Les abstentionnistes giflent Macron

« 60 % d’abstention pour un second tour, à enjeux, d’élections municipales ! Un niveau stratosphérique de désaveu populaire, incomparable avec tout ce qui a déjà été vu... » Dans la Feuille constituante de ce 29 juin, François Cocq analyse le second tour des municipales au prisme de l'abstention.

60 % d’abstention pour un second tour, à enjeux, d’élections municipales ! Un niveau stratosphérique de désaveu populaire, incomparable avec tout ce qui a déjà été vu. Or si les 55% d’abstention du premier tour résultait était largement imputables au Covid, l’abstention plus importante encore pour ce second tour est une sanction directe infligée à Emmanuel Macron pour sa gestion calamiteuse de ces élections municipales. 

Le 15 mars dernier, Emmanuel Macron mettait délibérément les citoyens en danger en maintenant et instrumentalisant le scrutin. Les citoyens ne le lui ont pardonné.

Le 15 mai, Emmanuel Macron passait en force en entérinant l’élection définitive des maires élus dès le 1er tour lors d’un scrutin biaisé. Les citoyens ne le lui ont pas pardonné.

Le 28 juin, Emmanuel Macron imposait un second tour déconnecté du premier pour justifier de sa faute initiale. Les citoyens ne le lui ont pas pardonné.

Le maintien du 1er tour est le péché originel de Macron. Ce choix fut un désastre sanitaire en mars, une parodie démocratique ensuite. L’abstention, aussi massive, atteste d’un refus conscient et politique de participer à un scrutin totalement galvaudé pour servir les intérêts du pouvoir. C’est une réponse claire et directe adressée à celui qui est responsable et coupable d’atteinte à l’intégrité physique des citoyens et du corps politique qu’ils forment tous ensemble. 

Mais si l’abstention est une réponse populaire, elle est pour autant assumée par le pouvoir en place. Emmanuel Macron savait que le maintien du premier tour se ferait dans un océan d’abstention. Il savait, les différentes enquêtes en attestaient, que le maintien du second tour dans cette configuration serait pire encore. Pour autant, plutôt que remettre l'ouvrage sur le métier et réorganiser un vote global et cohérent plus tard dans l’année, il a fait le choix de l’abstention pour, lui, se défausser. L’abstention était systémique. Elle est désormais choisie par le pouvoir en place comme un outil de gouvernance.
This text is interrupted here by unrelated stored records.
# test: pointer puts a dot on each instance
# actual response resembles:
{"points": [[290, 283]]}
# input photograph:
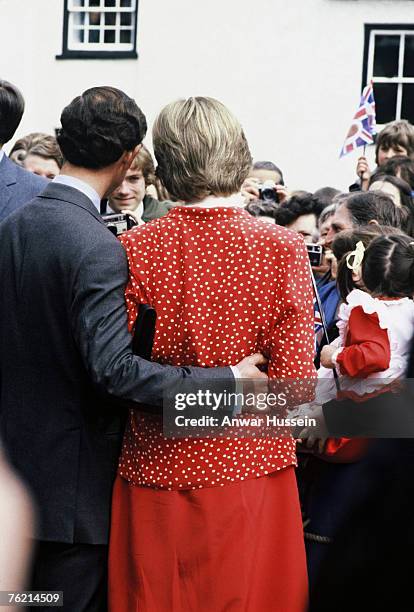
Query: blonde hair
{"points": [[36, 143], [201, 149]]}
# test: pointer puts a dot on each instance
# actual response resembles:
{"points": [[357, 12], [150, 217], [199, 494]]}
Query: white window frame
{"points": [[399, 80], [73, 47]]}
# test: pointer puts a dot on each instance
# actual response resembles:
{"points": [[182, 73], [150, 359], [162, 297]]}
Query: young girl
{"points": [[376, 322]]}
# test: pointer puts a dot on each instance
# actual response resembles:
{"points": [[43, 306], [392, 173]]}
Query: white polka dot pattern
{"points": [[224, 285]]}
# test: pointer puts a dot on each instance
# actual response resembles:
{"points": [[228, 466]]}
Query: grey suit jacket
{"points": [[17, 186], [65, 355]]}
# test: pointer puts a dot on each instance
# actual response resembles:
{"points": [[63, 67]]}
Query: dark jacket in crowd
{"points": [[65, 355], [17, 186]]}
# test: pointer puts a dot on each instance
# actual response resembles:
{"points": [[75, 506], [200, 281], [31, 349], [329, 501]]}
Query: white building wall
{"points": [[289, 69]]}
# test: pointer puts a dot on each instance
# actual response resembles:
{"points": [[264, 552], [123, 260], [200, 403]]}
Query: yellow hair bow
{"points": [[355, 258]]}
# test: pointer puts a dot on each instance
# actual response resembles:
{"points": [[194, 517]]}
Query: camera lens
{"points": [[268, 195]]}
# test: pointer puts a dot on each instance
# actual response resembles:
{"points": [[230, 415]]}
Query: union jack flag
{"points": [[363, 125]]}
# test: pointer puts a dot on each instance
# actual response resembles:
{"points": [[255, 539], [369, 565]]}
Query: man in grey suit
{"points": [[65, 349], [17, 186]]}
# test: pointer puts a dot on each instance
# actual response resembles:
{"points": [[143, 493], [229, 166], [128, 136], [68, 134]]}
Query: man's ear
{"points": [[129, 156]]}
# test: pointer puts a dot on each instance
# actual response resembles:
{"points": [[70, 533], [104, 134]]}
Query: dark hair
{"points": [[388, 266], [400, 166], [99, 126], [397, 133], [344, 243], [259, 208], [297, 206], [366, 206], [11, 110], [325, 195], [37, 143], [271, 167]]}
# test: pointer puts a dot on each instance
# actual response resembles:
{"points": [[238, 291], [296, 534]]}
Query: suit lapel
{"points": [[8, 173], [64, 193]]}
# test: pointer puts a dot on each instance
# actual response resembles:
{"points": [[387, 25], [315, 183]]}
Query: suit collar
{"points": [[64, 193], [8, 171]]}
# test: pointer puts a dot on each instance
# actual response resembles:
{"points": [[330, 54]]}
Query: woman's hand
{"points": [[248, 369], [250, 190], [326, 356], [316, 435]]}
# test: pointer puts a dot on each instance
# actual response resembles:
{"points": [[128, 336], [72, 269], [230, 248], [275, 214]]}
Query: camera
{"points": [[118, 223], [315, 254], [268, 192]]}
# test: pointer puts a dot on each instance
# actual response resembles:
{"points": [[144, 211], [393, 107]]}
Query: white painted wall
{"points": [[289, 69]]}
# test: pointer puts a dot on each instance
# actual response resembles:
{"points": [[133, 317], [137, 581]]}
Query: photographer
{"points": [[300, 214], [264, 174]]}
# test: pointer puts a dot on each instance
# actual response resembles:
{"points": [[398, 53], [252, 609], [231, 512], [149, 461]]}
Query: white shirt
{"points": [[85, 188]]}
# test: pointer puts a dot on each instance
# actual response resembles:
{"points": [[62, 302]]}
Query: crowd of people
{"points": [[127, 518]]}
On ne joue pas impunément avec la démocratie. La légitimité des exécutifs élus dans ces conditions, au fait minoritaire, sera immanquablement affaiblie. Le dernier échelon qui recevait encore l’approbation de ses administrés, la commune, vacille à son tour du fait d’une présidence omnipotente qui joue des élections comme on joue au poker. Il n’est plus un scrutin qui soit donc désormais à l’abri de la perte de sens en termes de responsabilité. L’effondrement démocratique se propage et le fossoyeur est à l’Élysée. Mais Emmanuel Macron est lui aussi pris à son propre piège : à avoir voulu biaiser avec le peuple, celui-ci vient aussi de lui infliger une gifle cinglante. Ce sont donc tout à la fois les hommes et le système qu’il faut changer.